Sonata in G Major for Flute, Guitar & Cello by Antonio Lotti
Antonio Lotti (c.1667-1740) was an Italian composer of late baroque music. Lotti was born either in 1666 or 1667, in Venice or in Hanover (where his father Matteo was Kapellmeister). After studying with Giovanni Legrenzi, Lotti made his career at St Mark's Basilica in Venice, first as an alto singer, then as assistant to the second organist, then as second organist, then (from 1704) as first organist, and finally (from 1736) as maestro di cappella, a position he held until his death. He also wrote music for, and taught at, the Ospedale degli Incurabili. In 1717 he was given leave to go to Dresden, where a number of his operas were produced. He returned to Venice in 1719 and remained there until his death in 1740.

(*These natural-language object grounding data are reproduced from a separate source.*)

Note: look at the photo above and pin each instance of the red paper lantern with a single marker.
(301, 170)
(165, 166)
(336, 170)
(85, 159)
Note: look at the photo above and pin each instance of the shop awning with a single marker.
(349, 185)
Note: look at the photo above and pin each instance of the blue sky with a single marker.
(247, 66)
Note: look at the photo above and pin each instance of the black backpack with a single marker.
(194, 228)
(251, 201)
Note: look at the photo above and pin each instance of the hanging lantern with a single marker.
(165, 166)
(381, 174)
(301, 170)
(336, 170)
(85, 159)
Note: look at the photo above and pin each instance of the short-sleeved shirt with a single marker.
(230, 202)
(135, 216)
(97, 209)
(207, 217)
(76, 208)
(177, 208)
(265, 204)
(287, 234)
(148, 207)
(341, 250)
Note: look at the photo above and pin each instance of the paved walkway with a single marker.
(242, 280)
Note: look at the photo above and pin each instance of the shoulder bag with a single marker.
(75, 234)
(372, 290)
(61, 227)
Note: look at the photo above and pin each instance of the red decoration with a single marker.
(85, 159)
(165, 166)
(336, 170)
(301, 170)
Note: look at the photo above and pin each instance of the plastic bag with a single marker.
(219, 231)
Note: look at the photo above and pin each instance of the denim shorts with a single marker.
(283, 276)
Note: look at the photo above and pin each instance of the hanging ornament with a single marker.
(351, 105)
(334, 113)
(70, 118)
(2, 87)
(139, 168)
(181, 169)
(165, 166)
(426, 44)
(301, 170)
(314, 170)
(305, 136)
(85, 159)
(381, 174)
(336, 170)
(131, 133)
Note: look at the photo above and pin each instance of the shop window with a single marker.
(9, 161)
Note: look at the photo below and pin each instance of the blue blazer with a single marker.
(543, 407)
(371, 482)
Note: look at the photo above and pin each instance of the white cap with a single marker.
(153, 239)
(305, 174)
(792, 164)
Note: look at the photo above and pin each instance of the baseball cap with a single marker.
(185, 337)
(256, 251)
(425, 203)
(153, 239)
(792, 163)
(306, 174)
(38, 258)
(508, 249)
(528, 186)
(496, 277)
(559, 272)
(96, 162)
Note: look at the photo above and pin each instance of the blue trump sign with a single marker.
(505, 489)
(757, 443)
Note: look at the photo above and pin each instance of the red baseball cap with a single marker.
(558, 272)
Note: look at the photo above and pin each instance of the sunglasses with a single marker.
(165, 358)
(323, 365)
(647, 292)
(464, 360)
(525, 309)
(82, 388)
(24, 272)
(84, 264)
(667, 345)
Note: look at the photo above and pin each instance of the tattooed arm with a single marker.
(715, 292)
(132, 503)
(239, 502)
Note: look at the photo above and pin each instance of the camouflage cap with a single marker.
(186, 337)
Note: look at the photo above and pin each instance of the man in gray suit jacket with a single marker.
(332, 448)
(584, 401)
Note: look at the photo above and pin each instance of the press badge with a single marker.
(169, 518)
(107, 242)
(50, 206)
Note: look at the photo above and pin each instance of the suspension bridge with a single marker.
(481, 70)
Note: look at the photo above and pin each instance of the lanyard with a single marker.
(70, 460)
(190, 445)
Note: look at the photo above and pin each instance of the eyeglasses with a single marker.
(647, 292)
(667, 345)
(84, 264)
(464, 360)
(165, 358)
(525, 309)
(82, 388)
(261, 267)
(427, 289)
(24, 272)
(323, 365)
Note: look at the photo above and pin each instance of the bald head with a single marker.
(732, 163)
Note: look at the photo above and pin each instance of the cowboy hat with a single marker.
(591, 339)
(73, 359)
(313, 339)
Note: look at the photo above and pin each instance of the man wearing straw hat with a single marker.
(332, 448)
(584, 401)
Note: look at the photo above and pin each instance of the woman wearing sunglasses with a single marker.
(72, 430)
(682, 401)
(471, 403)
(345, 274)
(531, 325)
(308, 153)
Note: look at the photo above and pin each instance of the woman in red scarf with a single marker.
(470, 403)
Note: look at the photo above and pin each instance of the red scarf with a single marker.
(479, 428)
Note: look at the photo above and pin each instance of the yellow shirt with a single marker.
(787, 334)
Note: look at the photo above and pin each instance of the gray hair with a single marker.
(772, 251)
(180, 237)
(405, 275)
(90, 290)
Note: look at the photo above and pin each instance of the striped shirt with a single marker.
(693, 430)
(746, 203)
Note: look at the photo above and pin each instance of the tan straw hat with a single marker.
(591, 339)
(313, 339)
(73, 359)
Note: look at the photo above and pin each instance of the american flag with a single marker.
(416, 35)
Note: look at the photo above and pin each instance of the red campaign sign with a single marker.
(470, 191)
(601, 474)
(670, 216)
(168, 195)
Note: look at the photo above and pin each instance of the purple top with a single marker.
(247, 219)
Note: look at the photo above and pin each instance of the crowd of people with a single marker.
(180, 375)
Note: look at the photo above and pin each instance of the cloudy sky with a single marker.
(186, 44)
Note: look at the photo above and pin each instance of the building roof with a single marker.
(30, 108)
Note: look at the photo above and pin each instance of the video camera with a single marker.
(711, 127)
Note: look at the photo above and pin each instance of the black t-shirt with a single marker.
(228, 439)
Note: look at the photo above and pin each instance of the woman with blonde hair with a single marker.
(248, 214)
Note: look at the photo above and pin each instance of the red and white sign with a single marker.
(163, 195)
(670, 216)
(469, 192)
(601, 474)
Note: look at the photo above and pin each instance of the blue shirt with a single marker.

Lotti wrote in a variety of forms, producing masses, cantatas, madrigals, around thirty operas, and instrumental music. His sacred choral works are often unaccompanied (a cappella). His work is considered a bridge between the established Baroque and emerging Classical styles.
This baroque trio sonata, a long time favorite, was originally written with lute as the continuo instrument. Lute, harpsichord and even baroque guitars often filled this role in such ensembles. You should feel free to embellish the basic guitar part that is here, within reason that is. Various ornaments or melodic fragments are most welcome when playing any continuo part. The flute and cello carry out a vocal like love duet throughout the entire piece with guitar accompanying in the background. This is a most satisfying arrangement for a highly portable ensemble.